Bill Plaschke's Dodgers trade deadline evisceration goes one step too far
He didn't just say what I think he did...did he?
The Los Angeles Dodgers had an unexpectedly dramatic trade deadline on Tuesday, considering they'd taken care of most of their business in the days prior by acquiring Lance Lynn, Joe Kelly, Kiké Hernández and Amed Rosario.
Several familiar faces. Very few sure things. This overachieving team acquired one more talent infusion to show a little front office buy-in on Tuesday, and we'd be prepared to give their summer a thumbs up.
Unfortunately, the Dodgers reached the finish line with Tigers left-hander Eduardo Rodríguez, only for the lefty to nix the deal and leave Andrew Friedman flummoxed. That was enough to elicit a Bill Plaschke haymaker, with the veteran scribe's recap column insinuating that Friedman has lost his fastball.
The take was certainly valid. The name-by-name rundown of the pitchers the Dodgers didn't get at this year's deadline was tough to dispute; they certainly did not add any of them! Lucas Giolito seems to be a miss. Justin Verlander on the cheap would've been interesting (and eminently doable, Los Angeles is appealing). Not pivoting after losing Eduardo Rodríguez (or planning to lose him once you learned he hated you) was indefensible. This Dodgers team deserved a ringing endorsement and received a whispered endorsement into a pillow. Kudos to Plaschke.
But when he addressed last summer's deadline in an effort to sell this as a pattern of inaction, he lost us a little.
Dodgers failed at 2023 trade deadline, but you can't fault Andrew Friedman for 2022
Did Friedman bungle the current deadline, or has he bungled his past three opportunities to fortify the team? Hanging over this discussion is the obvious, well-acknowledged cloud: Shohei Ohtani is in their sights.
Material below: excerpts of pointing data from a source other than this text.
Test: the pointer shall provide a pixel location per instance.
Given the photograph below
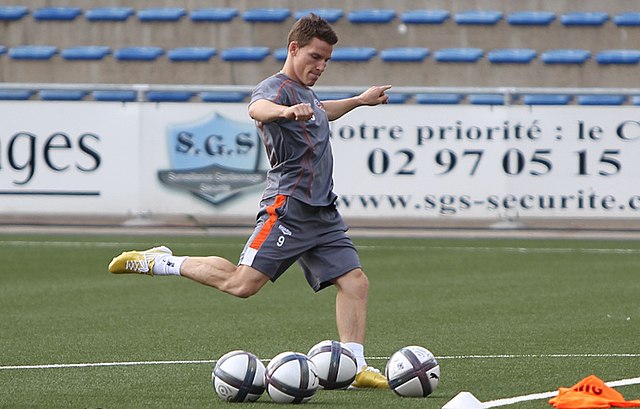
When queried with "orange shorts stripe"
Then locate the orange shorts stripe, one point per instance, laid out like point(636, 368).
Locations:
point(268, 226)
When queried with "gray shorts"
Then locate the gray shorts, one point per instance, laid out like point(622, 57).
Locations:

Every move the Dodgers make, or don't make, has to be contextualized thusly.
Additionally, the Dodgers wouldn't be in need of reinforcements if Friedman additions like David Peralta and Jason Heyward weren't performing so expertly.
Plaschke went in with a fork and knife on 2022's deadline, too, and seems to have gone after Friedman for passing on a move he certainly shouldn't have made.
Needing a starting pitcher last summer to bolster a sagging rotation, the Dodgers didn’t deal for the likes of Luis Castillo and Frankie Montas and instead acquired only reliever Chris Martin.
Frankie Montas? As in, "The All-Star right-hander who hit the trade deadline with a bum shoulder, lied about it, then provided Brian Cashman with a 6.35 ERA in eight starts"? That Frankie Montas? Also ... Chris Martin was great. Tough way to bolster the overall cogent argument.
Plaschke, himself, acknowledges that some of 2023's targets, like Rodríguez and avowed anti-Dodgers activist Max Scherzer, would've been varying degrees of impossible to pull off. The rotation is lagging behind. The Dodgers likely thought Bobby Miller, Emmet Sheehan and Co. would further distinguish themselves by now. They have not.
But using 2023's successful offseason and the decision not to pursue Frankie Montas to justify an "Andrew Friedman's downfall" premonition? After Ohtani makes his decision, then you can push forth on the large-scale judgment. Until then, this is about an E-Rod bungle and very little else.